Pro tip: If the people you invited know each other (and you) very well, it can be fun to ask personal questions. What is Mark’s record for most hot dogs eaten in a day? Which actor’s abs is John trying to pass off as his own on his Tinder profile? Be kind, though!
4. Establish some rules
Make sure you establish some ground rules. No messing with the quizmaster, no outside sources (you’d thought it would be obvious, but sadly not).
We know that the idea is to have fun, but it might make sense to be a little strict when it comes to timing. Otherwise your virtual trivia might end up dragging on for hours. People have dinner plans with their cats, be respectful.
5. Plan for breaks
Your online trivia group will want to take bathroom breaks and get refills and snacks. Plan a couple of 5- to 10-minute breaks. You can use this time to count the points, socialize or do a glorious DJ set.
Pro tip: If your guests have never met before, it wouldn’t hurt to think of some ice-breaker questions or fun introductions. Have you ever been mistaken for someone famous? Who has the funniest middle name? (Alexander Boris de Pfeffel Johnson, but we meant from the group.)
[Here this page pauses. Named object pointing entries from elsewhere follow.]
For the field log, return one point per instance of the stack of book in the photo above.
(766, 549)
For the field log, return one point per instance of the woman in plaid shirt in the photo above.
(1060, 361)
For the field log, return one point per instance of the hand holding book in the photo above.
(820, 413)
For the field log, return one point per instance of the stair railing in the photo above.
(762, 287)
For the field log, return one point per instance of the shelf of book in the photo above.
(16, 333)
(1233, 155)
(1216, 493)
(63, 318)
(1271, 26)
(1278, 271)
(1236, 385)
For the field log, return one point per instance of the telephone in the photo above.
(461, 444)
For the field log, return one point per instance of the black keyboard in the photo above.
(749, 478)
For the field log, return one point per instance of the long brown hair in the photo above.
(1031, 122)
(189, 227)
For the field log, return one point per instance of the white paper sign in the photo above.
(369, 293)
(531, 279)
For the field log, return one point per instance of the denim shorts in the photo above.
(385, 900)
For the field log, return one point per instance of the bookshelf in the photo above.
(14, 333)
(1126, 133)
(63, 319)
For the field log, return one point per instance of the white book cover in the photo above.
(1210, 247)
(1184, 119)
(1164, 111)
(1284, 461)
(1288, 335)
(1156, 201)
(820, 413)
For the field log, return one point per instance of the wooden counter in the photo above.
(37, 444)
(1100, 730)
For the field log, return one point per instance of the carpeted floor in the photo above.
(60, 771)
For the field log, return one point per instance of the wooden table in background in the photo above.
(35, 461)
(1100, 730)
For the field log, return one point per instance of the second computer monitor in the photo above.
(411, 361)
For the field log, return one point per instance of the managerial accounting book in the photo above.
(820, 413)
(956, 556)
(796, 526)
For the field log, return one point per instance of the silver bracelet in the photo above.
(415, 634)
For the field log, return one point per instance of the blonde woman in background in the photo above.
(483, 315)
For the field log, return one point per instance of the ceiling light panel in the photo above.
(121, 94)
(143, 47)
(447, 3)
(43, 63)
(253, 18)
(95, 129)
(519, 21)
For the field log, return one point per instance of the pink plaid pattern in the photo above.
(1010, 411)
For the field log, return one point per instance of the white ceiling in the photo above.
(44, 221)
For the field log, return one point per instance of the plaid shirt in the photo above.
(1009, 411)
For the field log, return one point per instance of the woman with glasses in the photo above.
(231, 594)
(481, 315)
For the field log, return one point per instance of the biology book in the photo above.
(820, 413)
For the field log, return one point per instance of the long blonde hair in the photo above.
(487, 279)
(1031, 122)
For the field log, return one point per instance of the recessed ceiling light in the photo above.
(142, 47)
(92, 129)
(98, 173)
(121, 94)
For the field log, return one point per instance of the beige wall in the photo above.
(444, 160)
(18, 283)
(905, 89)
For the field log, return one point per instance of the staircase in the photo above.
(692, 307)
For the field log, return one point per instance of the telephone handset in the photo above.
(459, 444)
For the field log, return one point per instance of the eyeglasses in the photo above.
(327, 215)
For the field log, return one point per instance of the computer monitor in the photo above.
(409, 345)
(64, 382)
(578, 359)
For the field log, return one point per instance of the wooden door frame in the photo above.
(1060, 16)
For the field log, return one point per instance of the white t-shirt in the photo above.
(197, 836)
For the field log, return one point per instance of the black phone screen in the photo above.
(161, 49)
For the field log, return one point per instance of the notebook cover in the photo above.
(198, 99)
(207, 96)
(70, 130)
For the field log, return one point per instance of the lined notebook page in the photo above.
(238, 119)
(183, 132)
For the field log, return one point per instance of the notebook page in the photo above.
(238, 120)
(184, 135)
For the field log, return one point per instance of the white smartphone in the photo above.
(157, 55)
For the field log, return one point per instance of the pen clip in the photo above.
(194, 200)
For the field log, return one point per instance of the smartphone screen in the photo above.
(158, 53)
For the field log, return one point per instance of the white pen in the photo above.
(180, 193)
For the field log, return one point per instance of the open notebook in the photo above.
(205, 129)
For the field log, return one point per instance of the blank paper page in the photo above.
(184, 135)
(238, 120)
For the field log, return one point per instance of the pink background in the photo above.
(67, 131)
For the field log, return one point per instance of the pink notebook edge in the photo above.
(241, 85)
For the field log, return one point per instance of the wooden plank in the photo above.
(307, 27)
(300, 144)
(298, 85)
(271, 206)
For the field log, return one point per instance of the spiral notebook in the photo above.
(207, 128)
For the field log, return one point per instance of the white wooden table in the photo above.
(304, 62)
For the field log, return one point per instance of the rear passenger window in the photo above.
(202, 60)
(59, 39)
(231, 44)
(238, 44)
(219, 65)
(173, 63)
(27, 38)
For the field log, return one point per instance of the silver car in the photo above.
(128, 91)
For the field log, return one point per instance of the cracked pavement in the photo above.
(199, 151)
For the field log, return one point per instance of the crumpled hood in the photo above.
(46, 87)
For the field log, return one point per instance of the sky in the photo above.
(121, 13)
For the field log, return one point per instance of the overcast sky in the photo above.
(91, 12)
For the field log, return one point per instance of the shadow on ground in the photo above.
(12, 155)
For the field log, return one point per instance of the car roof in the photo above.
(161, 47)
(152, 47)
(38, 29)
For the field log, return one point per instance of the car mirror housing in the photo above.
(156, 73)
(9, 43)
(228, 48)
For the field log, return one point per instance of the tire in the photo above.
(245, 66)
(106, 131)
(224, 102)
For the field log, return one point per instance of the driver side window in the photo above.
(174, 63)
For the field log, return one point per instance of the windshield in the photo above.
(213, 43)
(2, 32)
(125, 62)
Also, you should announce the standings after each break, it will keep things competitive!
6. Figure out the tech aspect
Like with most things, people have strong opinions. Go either with the app/platform you know best or the one that most participants already have installed. Your main options will likely be Skype and Zoom.
A major advantage of Zoom is breakout rooms. They are part of the reason “Zoom trivia” is becoming a frequently used term. Members of each team will be able to discuss their answers without the fear of being overheard. Zoom allows up to 100 participants in one meeting. However, the free plan limits meeting time to 40 minutes. Upgrading to the pro plan will cost you $14.99 a month.
Pro tip: If somebody in your friend group is a student or staff member at a college, they will likely have a Zoom Pro account.
Within Skype, teams can discuss answers in a chat. Other options include having separate team calls (on Whatsapp, Telegram or even a good old phone call) or creating a Google Doc for answer suggestions.
Pro tip: Conveniently, the most popular video conferencing tools have already been compared here.
For submitting and marking answers, we suggest using Google Forms. Create a simple form providing space for a team name and answers. You can use the same template for all of the rounds. The answers can be sent to your email or show up in a Google Spreadsheet. Always a good idea to test it before your online trivia party!
If it sounds like a lot of work, you can just ask the teams to assign a responsible person to email you the answers. They should have the team name and the round number in the subject line.
7. Give out prizes (optional)
If you’re feeling sassy, announce that the losing team will have to take turns cat sitting your fluffy menace or picking you up from the airport for a whole year (again, once the pandemic is over).